Our examination of the eases leads to the conclusion that *352the practice has not been uniform. "Where, however,, the specifications in the assignment of errors are so defective as to enable the court to know from an examination of such assignment and of the record in the case that no question is presented affecting the validity of the judgment of the lower court, the better reason seems to favor a dismissal of the appeal rather than an affirmance of the judgment.

The assignment of errors has been held to be the complaint on appeal. To it the court of appellate jurisdiction must look to determine what questions, if any, are presented for its consideration and decision. Preliminary to the consideration of any questions relating to the merits of the appeal, it is the duty of the court first to pass upon the facts from which its own jurisdiction 'or want of jurisdiction to decide the case upon its merits, is determined. If from such examination the court finds that under the statute and rules of the court no question affecting the validity of the judgment of the lower court is duly presented, the appeal should be dismissed.
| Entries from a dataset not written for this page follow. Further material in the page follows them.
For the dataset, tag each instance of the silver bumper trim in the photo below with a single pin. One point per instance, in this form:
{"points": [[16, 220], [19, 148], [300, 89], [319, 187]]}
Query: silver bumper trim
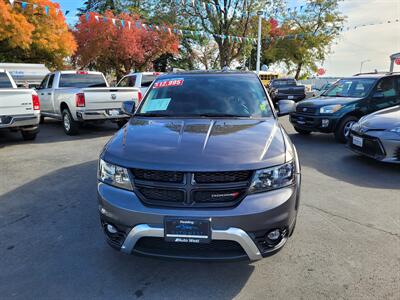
{"points": [[232, 234]]}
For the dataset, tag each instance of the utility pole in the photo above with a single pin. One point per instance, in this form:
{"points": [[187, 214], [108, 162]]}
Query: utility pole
{"points": [[259, 13]]}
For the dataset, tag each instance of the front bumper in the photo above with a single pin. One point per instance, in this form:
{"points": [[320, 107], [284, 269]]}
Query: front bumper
{"points": [[319, 123], [100, 114], [23, 122], [377, 144], [244, 225]]}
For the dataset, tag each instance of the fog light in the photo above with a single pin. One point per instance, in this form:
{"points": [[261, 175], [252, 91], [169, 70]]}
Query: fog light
{"points": [[273, 235], [325, 122], [111, 229]]}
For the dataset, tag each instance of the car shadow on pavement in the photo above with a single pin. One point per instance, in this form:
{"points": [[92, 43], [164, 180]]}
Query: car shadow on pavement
{"points": [[52, 131], [321, 152], [52, 247]]}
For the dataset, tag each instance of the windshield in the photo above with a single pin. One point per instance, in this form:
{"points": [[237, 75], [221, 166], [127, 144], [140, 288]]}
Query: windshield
{"points": [[353, 88], [208, 95], [82, 80], [5, 81], [283, 82]]}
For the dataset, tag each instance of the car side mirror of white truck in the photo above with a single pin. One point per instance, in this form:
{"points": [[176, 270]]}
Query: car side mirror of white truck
{"points": [[128, 107], [286, 107]]}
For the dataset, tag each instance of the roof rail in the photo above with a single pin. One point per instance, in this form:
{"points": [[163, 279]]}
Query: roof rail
{"points": [[372, 73]]}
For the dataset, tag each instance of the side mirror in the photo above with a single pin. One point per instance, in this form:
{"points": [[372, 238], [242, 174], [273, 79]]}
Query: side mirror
{"points": [[378, 95], [286, 107], [128, 107]]}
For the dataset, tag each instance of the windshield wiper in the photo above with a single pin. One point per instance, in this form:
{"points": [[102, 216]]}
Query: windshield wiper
{"points": [[152, 115], [221, 115]]}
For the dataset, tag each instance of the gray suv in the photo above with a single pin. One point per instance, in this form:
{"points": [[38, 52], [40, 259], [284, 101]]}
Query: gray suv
{"points": [[203, 170]]}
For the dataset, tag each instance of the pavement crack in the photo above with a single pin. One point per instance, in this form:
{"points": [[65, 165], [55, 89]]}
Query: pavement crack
{"points": [[353, 221]]}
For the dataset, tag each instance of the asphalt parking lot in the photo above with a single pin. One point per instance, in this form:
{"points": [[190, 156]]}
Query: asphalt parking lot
{"points": [[346, 244]]}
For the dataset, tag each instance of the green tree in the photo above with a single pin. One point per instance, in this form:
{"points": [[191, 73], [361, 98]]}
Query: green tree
{"points": [[309, 34]]}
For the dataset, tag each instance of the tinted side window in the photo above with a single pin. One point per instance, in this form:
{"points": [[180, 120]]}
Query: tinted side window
{"points": [[147, 80], [43, 83], [50, 83], [387, 86], [128, 81], [5, 81]]}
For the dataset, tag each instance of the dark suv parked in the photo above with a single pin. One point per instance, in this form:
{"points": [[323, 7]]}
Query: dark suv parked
{"points": [[349, 99], [203, 170]]}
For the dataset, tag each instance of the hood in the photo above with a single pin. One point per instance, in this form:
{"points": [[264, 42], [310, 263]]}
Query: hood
{"points": [[197, 144], [322, 101], [383, 119]]}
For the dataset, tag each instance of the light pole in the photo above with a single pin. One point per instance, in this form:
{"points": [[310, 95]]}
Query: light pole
{"points": [[259, 13], [362, 63]]}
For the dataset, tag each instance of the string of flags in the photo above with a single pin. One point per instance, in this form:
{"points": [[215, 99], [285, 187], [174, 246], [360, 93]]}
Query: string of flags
{"points": [[43, 8], [160, 28]]}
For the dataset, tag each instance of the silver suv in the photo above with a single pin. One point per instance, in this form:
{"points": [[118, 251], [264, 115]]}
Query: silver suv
{"points": [[203, 170]]}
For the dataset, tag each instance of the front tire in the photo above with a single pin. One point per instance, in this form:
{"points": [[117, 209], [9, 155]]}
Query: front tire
{"points": [[342, 130], [28, 135], [71, 127], [302, 131]]}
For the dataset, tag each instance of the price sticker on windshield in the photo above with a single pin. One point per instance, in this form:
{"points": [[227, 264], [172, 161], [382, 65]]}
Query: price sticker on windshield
{"points": [[168, 83]]}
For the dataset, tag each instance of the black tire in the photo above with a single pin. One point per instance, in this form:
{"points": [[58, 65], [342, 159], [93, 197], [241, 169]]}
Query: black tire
{"points": [[121, 123], [302, 131], [70, 126], [343, 128], [28, 135]]}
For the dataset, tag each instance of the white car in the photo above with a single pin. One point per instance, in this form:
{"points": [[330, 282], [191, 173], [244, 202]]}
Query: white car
{"points": [[79, 96], [19, 108], [140, 80]]}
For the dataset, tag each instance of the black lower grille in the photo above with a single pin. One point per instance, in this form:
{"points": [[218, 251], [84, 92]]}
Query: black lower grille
{"points": [[157, 194], [222, 177], [371, 147], [218, 196], [397, 154], [191, 189], [216, 249], [161, 176]]}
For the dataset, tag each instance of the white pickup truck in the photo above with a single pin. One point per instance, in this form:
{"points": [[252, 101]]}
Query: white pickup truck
{"points": [[79, 96], [19, 108]]}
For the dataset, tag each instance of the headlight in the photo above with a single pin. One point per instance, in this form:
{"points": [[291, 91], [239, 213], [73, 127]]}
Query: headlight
{"points": [[273, 178], [114, 175], [395, 130], [330, 109]]}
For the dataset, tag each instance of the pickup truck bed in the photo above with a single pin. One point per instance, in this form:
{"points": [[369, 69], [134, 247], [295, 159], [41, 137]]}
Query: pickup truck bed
{"points": [[19, 108], [68, 95]]}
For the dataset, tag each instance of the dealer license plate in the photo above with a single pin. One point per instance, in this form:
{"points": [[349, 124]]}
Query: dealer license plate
{"points": [[357, 141], [190, 230]]}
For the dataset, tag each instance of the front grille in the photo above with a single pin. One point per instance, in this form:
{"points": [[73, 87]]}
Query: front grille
{"points": [[222, 177], [157, 194], [306, 110], [217, 196], [162, 176], [216, 249], [198, 189]]}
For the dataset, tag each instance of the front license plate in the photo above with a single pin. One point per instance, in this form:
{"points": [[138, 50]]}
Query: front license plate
{"points": [[357, 141], [182, 230], [114, 112]]}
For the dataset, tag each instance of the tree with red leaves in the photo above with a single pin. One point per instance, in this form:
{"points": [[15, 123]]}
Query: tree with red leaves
{"points": [[117, 44]]}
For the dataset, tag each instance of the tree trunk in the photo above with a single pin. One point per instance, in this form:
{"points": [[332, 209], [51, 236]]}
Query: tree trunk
{"points": [[298, 70]]}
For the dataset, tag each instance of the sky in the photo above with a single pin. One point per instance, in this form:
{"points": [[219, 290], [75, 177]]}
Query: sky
{"points": [[372, 44]]}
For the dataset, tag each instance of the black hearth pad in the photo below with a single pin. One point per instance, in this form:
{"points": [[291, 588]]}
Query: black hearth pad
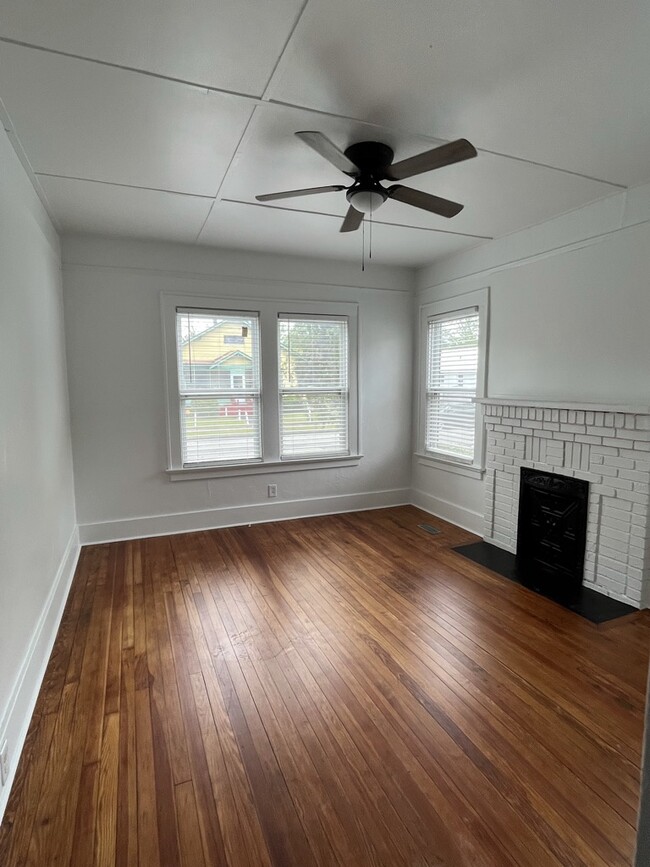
{"points": [[591, 605]]}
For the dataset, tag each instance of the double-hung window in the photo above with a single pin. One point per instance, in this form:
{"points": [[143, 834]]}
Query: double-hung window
{"points": [[453, 371], [261, 384], [314, 385]]}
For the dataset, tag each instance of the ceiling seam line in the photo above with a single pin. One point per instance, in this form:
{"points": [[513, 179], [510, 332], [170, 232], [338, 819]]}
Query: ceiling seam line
{"points": [[264, 96], [260, 101], [134, 69], [127, 186], [25, 162], [225, 175]]}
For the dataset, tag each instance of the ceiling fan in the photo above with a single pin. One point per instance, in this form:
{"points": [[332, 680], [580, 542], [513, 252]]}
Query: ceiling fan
{"points": [[371, 162]]}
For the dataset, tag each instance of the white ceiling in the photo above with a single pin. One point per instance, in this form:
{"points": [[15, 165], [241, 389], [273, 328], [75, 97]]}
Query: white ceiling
{"points": [[162, 119]]}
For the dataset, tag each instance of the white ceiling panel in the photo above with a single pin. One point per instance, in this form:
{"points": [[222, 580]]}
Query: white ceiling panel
{"points": [[104, 209], [257, 227], [564, 84], [232, 44], [500, 195], [82, 120]]}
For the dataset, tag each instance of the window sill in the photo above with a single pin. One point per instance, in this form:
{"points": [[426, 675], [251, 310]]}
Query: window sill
{"points": [[473, 471], [182, 474]]}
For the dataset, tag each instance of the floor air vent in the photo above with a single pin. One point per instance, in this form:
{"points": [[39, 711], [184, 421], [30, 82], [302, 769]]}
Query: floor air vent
{"points": [[429, 528]]}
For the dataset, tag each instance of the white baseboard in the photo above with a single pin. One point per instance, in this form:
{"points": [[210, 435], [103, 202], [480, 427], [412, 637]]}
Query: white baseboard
{"points": [[452, 512], [18, 713], [233, 516]]}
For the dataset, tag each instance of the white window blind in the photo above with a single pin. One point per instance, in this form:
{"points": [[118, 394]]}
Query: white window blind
{"points": [[314, 385], [219, 386], [451, 382]]}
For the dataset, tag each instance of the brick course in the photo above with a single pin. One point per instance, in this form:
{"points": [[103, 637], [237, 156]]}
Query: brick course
{"points": [[607, 449]]}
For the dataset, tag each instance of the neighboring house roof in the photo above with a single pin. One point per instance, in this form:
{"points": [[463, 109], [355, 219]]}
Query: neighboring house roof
{"points": [[230, 356], [210, 345]]}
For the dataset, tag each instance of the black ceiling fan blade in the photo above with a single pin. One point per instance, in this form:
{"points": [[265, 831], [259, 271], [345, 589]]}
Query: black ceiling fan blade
{"points": [[445, 155], [352, 221], [434, 204], [327, 149], [291, 194]]}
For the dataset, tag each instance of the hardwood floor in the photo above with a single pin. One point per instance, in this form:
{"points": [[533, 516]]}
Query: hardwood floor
{"points": [[343, 691]]}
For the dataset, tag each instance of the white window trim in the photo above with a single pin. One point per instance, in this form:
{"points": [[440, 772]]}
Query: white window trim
{"points": [[479, 300], [269, 312]]}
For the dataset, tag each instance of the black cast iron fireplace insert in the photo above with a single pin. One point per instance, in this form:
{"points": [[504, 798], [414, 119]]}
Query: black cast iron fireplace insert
{"points": [[551, 532]]}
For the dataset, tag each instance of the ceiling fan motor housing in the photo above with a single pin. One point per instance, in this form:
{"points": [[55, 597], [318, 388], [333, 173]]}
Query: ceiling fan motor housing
{"points": [[372, 159]]}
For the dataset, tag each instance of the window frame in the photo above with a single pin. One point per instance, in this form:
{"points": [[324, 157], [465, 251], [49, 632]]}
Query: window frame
{"points": [[269, 312], [458, 304], [282, 390]]}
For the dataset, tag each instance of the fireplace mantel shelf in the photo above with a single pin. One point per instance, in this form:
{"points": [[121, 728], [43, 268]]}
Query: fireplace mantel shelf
{"points": [[632, 408]]}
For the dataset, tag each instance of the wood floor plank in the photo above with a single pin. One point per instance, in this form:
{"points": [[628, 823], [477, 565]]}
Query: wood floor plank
{"points": [[342, 690]]}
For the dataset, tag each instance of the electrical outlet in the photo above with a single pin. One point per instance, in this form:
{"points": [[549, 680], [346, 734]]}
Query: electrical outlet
{"points": [[4, 762]]}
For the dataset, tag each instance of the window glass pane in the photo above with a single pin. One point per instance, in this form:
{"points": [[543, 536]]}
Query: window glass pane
{"points": [[220, 429], [219, 373], [313, 424], [313, 363], [451, 381], [217, 352], [313, 353]]}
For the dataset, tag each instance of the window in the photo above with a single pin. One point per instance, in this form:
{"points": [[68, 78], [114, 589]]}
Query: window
{"points": [[313, 385], [453, 347], [219, 390], [273, 385]]}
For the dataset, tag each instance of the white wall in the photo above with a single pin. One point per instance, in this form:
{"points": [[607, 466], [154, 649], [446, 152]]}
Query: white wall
{"points": [[569, 320], [38, 544], [115, 358]]}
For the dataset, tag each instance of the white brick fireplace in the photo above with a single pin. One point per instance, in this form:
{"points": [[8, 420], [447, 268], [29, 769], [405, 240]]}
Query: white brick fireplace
{"points": [[608, 446]]}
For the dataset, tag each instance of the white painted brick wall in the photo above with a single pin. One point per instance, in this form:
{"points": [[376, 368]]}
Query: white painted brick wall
{"points": [[610, 450]]}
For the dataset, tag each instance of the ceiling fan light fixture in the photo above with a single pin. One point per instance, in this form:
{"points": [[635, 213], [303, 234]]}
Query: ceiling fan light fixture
{"points": [[366, 201]]}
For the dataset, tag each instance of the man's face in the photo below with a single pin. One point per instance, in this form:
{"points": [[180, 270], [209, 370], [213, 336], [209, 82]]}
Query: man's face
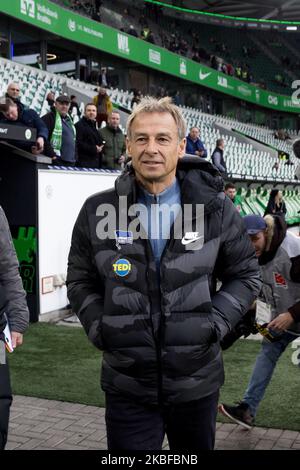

The presumption is in favor of the regularity of the proceedings, and of the validity of the judgment below. This presumption is conclusive until error is pointed out in accordance with the requirements of our appellate procedure.

Where the appellate tribunal finds that no question affecting the validity of the judgment of the lower court is duly presented, the validity of such judgment, in legal contemplation, has not been challenged, notwithstanding an attempt has been made so to do. The judgment remains effective and in the same situation it would have been, had no assignment of errors, of any kind, been filed within the time allowed by law to perfect an appeal. As dealing with questions bearing some analogy to the question here decided, we cite the following: Ewbank’s Manual §124 et seq.j Elliott, App. Proc. §299, et seq.j Estate of Thomas v. Service (1883), 90 Ind. 128; Smythe v. Boswell (1888), 117 Ind. 365, 20 N. E. 263; Lawrence v. Wood (1890), 122 Ind. 452, 24 N. E. *353159; Jenkins v. Steele (1913), 55 Ind. App. 11, 103 N. E. 365, 367, and cases cited; Webster v. Bligh (1912), 50 Ind. App. 56, 98 N. E. 73; Harting v. Vandalia Coal Co. (1912), 50 Ind. App. 98, 98 N. E. 132. The appeal is dismissed.

Note. — Reported in 107 N. E. 35. As to how far amendments are allowable to alter or vary the cause of action, see 34 Am. Dec. 158; 51 Am. St. 414. See, also, under (1) 2 Cyc. 989; (2) 2 Cyc. 1000; (3) 29 Cyc. 761; (4) 29 Cyc. 757 ; 2 Cyc. 1000; (5) 11 Cyc. 167; (6) 3 Cyc. 185.